A 20 guage is fine for Deer hunting. I've hunted with one several years and have lots of friends that only hunt with one. The biggest reason is weight. As for knock down power there isn't a lot of difference as long as you don't try 100+ yard shots. Besides the new shells that are out now make the 20 a good all around gun.


----------



## mrtwister_jbo (Apr 7, 2004)

beatsworkin looks like around 1200+ energy at 125yrds around 1350 at 100yrds//1700 at 50yrds most of r shots r well with in 75yrds.
the farest i've ever shot a deer was at 120 yrds on a rangefinder
but have shot my gun at targets at 200yrds an was on the paper plate
last yr when i resighted my 500 with the new federal barnes sabots shot 3 times an had one hole made my addjustment 2 1/2'' high at 50yrds was 1 3/4''high at 100 an dead on at 125yrds an that was as far as i could shot at the range so went out 2 the farm 4 some long range shooting 3shots at 2ooyrds off a bench on the back porch 3 hits on the paper plate holding about 4'' from the upper edge of the plate an was hitting a little below center!!would never shoot that far at a deer but 125 yrds is not out of the question with a good rest???????


----------



## Lundy (Apr 5, 2004)

The data is available for every slug made. There are some slugs that are just do not have enough retained energy at longer yardages to consistantly do the job, others have plenty of energy.

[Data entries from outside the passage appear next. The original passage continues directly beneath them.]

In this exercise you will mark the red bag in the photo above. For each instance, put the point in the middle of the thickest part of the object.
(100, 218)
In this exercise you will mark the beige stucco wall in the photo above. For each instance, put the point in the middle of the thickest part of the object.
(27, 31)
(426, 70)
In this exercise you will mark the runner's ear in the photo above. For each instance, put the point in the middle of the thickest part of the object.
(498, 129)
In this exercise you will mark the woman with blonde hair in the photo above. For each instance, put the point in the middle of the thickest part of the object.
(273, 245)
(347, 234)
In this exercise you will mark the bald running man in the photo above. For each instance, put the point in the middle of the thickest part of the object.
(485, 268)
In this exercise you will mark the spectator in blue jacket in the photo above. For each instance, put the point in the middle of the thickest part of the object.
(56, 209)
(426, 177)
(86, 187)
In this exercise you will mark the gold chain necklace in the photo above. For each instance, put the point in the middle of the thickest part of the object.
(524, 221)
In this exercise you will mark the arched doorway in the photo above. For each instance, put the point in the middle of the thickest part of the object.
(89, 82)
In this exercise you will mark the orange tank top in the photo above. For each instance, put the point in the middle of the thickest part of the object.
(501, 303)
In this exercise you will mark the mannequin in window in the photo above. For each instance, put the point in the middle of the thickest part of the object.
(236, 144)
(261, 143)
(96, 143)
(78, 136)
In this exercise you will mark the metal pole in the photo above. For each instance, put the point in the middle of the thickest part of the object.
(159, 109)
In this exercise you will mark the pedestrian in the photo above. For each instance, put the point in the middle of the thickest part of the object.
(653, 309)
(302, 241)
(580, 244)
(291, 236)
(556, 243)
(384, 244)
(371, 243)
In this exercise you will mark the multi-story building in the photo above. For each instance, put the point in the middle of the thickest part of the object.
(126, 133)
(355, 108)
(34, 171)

There is no hard and fast rule on how much retained energy you must have to cleanly harvest a deer, there is only a general, accepted guideline. The benchmark that is accepted as the threshold is 800 ft lbs. Certainly a deer could and are killed with less energy than 800 lbs every year. However with the reduced energy level at longer yardages and the huge trajectory changes that occur, the chances for a poor shot are increased substainally.

You need to know your gun, slug ballistics, retained energy, and most importantly your, the shooters, capaibilities. Each individual must determine and establish thier own maximum effective range, there are a lot of varibles

Kim


----------



## beatsworkin (Apr 12, 2004)

Mr Twister, 125 yards is not out of the question; however, I would agree with Lundy. There are tons of variables- shooter skill, slug type, wind speed, trajectory, range (and your ability to judge it), etc... If your wife had bruises with the 12, using the higher end slugs out of the 20 will not be much different. I would try to find a spot she can sit that will put her within 50 - 75 yards of a likely crossing point for deer, "funnels" if you will. 

If she is like my wife, she will not want to punish herself at the range using magnum slugs. She will develop a flinch that could ruin her shooting accuracy. 

Another thing to remember is that not too long ago we all killed deer just as dead with the old foster and breneke (spelling) slugs as we do know with the sabots. Granted, going to sabots is like trading in a VW beetle and getting a Porsche. But the guys who put the time in to practice, knew their abilities and the abilities of the slug and gun and then put themselves in a spot where they could get maximum benefit from those abilitites, consistantly took deer.


----------



## mrtwister_jbo (Apr 7, 2004)

you r right alot of things can happen at those ranges we r talking about.
it all boils down 2 one thing knowing were your gun hits at the distance you r shooting !!!!! an the only way 2 know that is 2 shoot an shoot alot at differant known distances become one with your gun .shooting off hand an shooting from a good rest is 2 differant ballgames  as we all know. i been doing this 4 a long time.i personally would not shoot off hand at anything over 75 80yrds give me a good rest with my gun the one i know and i'll reach out there an touch um up 2 150yrd  then everything has 2 be just right am not a lead slinger.(the last 20shots at deer ==19dead 1 clean miss )yes i am proud of that an my family an friends that hunt in r group strive 4 that one shot one kill .last year we killed 9deer in gun season with nine shots.
granted most deer killed r with in 50 yrds. most of mine were with in 30yrds to 50yrds some closer (buck i missed was 15yrds )lol did kill a real nice oak tree  were we hunt you don't get many long shots ////but it is nice 2 know if you had that chance you could reach out an touch one!!!!
mrtwister_jbo
ps might get out 2 the range 2day an see if we can get it on paper 
dad passed 2yrs ago his record was 36shots 34dead deer (the 2 misses 1 was with his bow,an the other a muzzleloader)
brother (buck hunter) 3shots 3bucks lol 
wife 1shot //1buck


----------